Down below, you will find a few other methods on how you can let Google know about the pages you want to be main, canonical versions.

  1. Sitemap – There is not much to guess for Google that the URLs listed in Sitemap are the main canonical versions
  2. Internal linking – Your website contains internal links that can help Google decide easily whether a page is canonical or not by directing them to duplicate pages.
  3. Redirect – Pages with duplicate content can transfer traffic and page signals into the canonical URL using 301 directs.
  4. HTTPS –Many search engines, including Google, prefer canonical pages, as they provide a valid SSL certificate (the HTTP encryption).

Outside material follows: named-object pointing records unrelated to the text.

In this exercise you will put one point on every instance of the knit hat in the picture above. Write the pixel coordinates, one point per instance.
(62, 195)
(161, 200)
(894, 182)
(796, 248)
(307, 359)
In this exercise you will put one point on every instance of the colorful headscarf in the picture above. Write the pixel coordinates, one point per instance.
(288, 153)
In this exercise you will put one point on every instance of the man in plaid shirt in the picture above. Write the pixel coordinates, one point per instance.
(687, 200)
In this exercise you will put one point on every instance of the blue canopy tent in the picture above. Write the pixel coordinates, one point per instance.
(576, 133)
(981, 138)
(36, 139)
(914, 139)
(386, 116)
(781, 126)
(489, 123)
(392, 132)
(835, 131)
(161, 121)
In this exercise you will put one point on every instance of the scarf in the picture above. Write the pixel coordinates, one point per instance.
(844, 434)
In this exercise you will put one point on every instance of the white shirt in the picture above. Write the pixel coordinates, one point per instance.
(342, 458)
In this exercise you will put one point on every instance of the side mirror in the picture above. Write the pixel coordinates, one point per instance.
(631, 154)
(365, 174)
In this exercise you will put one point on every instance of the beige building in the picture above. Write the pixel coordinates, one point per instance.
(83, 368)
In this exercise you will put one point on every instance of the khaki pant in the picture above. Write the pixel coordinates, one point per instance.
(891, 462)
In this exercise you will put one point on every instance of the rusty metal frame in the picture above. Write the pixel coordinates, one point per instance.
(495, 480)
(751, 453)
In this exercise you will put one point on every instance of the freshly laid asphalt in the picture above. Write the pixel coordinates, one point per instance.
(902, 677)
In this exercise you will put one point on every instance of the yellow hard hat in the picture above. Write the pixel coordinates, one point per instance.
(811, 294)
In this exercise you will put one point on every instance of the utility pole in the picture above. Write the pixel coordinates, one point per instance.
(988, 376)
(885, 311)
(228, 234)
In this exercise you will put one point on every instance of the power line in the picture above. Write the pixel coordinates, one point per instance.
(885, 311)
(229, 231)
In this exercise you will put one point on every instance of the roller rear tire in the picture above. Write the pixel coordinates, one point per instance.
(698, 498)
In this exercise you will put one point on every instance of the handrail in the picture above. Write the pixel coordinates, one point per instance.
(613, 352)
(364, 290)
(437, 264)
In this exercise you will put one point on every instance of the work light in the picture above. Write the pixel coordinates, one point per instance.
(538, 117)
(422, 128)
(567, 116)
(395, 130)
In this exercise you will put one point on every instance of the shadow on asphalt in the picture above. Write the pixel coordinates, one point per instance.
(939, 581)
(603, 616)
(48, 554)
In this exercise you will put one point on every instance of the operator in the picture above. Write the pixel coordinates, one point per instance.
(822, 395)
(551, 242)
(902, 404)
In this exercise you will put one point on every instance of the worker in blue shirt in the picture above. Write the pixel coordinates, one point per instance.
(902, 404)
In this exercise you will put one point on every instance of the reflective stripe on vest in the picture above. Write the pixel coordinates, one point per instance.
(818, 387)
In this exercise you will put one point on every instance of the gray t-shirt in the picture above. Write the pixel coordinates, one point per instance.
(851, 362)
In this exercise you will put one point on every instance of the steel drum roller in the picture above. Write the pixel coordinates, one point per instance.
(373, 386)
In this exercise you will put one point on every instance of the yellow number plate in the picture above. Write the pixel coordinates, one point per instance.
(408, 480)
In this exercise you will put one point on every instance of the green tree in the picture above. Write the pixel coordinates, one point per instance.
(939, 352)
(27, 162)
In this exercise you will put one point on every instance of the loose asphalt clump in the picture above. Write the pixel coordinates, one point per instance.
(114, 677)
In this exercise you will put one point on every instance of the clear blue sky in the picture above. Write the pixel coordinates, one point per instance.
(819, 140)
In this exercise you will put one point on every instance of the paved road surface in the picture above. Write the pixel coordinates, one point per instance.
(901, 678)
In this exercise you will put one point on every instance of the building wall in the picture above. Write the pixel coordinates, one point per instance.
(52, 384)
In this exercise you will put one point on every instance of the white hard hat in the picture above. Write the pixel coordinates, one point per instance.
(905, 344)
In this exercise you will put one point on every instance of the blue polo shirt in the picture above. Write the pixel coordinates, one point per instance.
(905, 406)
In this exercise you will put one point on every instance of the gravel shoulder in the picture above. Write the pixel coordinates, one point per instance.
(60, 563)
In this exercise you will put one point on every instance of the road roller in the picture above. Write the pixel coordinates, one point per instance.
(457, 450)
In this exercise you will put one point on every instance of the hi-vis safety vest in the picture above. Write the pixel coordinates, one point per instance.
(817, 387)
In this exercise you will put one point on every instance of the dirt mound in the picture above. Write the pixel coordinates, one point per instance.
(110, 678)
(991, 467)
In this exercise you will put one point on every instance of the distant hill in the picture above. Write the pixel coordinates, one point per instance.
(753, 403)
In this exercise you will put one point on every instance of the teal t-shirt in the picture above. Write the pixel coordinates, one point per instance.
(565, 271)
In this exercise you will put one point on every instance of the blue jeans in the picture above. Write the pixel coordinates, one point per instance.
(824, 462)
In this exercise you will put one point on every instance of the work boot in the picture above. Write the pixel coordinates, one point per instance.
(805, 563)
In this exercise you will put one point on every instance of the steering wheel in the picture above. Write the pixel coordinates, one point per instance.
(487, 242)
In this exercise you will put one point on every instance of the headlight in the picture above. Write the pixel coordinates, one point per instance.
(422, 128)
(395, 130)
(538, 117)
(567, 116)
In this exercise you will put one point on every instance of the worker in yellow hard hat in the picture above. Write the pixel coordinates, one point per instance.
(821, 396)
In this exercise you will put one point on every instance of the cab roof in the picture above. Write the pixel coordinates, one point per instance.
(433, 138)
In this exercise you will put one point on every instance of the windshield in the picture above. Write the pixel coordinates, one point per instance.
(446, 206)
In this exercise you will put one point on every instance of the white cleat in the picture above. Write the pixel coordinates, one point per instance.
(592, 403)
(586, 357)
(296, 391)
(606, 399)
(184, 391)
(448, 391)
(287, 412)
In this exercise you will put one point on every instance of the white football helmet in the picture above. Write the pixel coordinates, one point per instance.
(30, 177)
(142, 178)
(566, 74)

The best canonical tag practices

  • Self-referencing canonicals

It is always an excellent strategy to implement a canonical tag on a webpage that points to itself. Once you use self-referencing rel=canonical on the original ou webpage, Google can see clearly that it is a canonical version.

  • Absolute URLs usage

Using absolute URLs in canonical tags can prevent unintentional mistakes and avoid bad interpretations of canonical URLs by Google. Know that absolute URLs have to include hhtps, //, www, as well as trailing slashes when possible. Here is what an absolute URL looks like in a canonical tag,

<link rel="canonical" href="https://www.randomwebsite.com/randompage/" />

and here is what a relative URL looks like:

<link rel="canonical" href="/randompage/" />
  • Use lowercase URLs

You should know that the upper and lower cases in the URLs considerably impact Google and other search engines. Therefore, you can avoid duplication issues by using lower chances in canonical URLs.

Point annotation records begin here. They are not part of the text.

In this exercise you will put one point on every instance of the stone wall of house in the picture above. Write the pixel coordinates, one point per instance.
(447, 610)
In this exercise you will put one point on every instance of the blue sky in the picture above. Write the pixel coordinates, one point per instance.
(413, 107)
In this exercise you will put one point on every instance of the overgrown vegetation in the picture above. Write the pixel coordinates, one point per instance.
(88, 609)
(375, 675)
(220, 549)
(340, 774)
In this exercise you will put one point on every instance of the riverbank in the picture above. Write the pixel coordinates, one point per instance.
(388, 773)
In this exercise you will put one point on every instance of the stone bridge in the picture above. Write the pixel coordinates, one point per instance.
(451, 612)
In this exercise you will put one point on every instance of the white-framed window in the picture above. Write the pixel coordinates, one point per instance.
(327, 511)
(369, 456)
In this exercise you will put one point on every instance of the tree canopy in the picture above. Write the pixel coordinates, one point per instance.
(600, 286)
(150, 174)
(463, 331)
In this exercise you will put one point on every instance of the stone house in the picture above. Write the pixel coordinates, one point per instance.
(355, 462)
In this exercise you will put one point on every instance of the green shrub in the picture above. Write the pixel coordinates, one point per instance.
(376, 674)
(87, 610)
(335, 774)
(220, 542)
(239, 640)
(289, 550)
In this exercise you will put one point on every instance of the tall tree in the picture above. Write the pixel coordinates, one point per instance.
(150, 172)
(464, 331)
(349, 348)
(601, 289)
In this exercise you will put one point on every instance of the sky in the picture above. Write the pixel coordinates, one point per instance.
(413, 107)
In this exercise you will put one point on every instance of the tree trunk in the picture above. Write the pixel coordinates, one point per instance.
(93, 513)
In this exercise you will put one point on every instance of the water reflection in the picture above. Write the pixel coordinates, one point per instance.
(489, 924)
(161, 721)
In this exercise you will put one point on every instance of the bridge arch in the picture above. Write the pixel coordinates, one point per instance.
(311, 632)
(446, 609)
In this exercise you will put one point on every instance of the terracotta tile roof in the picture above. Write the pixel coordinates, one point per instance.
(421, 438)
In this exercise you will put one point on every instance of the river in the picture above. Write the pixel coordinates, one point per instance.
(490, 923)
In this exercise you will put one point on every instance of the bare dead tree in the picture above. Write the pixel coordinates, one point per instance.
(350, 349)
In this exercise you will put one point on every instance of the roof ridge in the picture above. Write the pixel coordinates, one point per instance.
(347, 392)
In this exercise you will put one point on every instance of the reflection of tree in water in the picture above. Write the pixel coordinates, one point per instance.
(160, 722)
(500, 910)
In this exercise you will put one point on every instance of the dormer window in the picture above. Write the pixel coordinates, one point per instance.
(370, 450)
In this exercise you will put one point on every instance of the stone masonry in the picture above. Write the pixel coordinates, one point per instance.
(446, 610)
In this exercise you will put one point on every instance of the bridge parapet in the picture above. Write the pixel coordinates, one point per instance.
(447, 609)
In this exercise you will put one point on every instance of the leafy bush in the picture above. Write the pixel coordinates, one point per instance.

  • Canonicalize cross-domain duplicates

Canonical tags can also be used to an instance of

 your main page from other domains (not only from your site). There are two things that you can do if you have duplicate content on several pages of a different website:

  1. Use self-referencing canonical tag on your webpage
  2. Apply the canonical tag on the external website (referencing your original page)

What to avoid when using canonical tags?

Multiple canonicals on a single page.

Although it happens rarely, several canonical tags may occur in the HTML of a page against your will. Anyway, you have to pay attention to this inconvenience because it can cause massive confusion for Google (and any other search engines), ignoring the canonical signal.

Avoid canonicals on non-duplicate pages.

When implementing canonical tags, you have to make sure that the content on the duplicate pages is very similar (or better identical) to the primary, original version of the page. Applying canonical tags on totally different pages is pointless, and it can confuse search engines or be negligible.

Canonical tags on paginated pages.

Pagination is a procedure of dividing web content into different pages. First, you must understand that pagination pages consist of offragmentedcontent divided into other pages. For example, the comment section on a website is divided into several pages “1”, “2”, “3”.

In this case, you have to use self-referencing tags on each of these individual pages and not refer only to page “1”.

Don’t block canonical tag URLs by robots.txt

Keep in mind that you should never block canonicals vis robots.txt files. That’s because these types of files (robots.txt) prevent search engines from crawling duplicate pages. In this way, Google or other search engines can’t see canonical tags reference the original version of the page.

Plus, blocking canonicals via robots.txt files would prevent the transfer of PageRank into your main versions.

Don’t use canonical in the <body> section

You should know that canonical tags are only applied in the <head> section of the page in the HTML document. So, if you implemented a canonical tag in the <body> section (or any other place), the search engine would ignore it.

Avoid canonical loops & chains.

You have to be careful and avoid canonical loops by always using canonical tags that can refer directly to your original page version. E.g., suppose you first use canonical tags from page X to page Y and later use them from page Y to page Z. In that case, you will create a canonical chain, which will confuse Google (or other search engines) and make them waste their time and resources.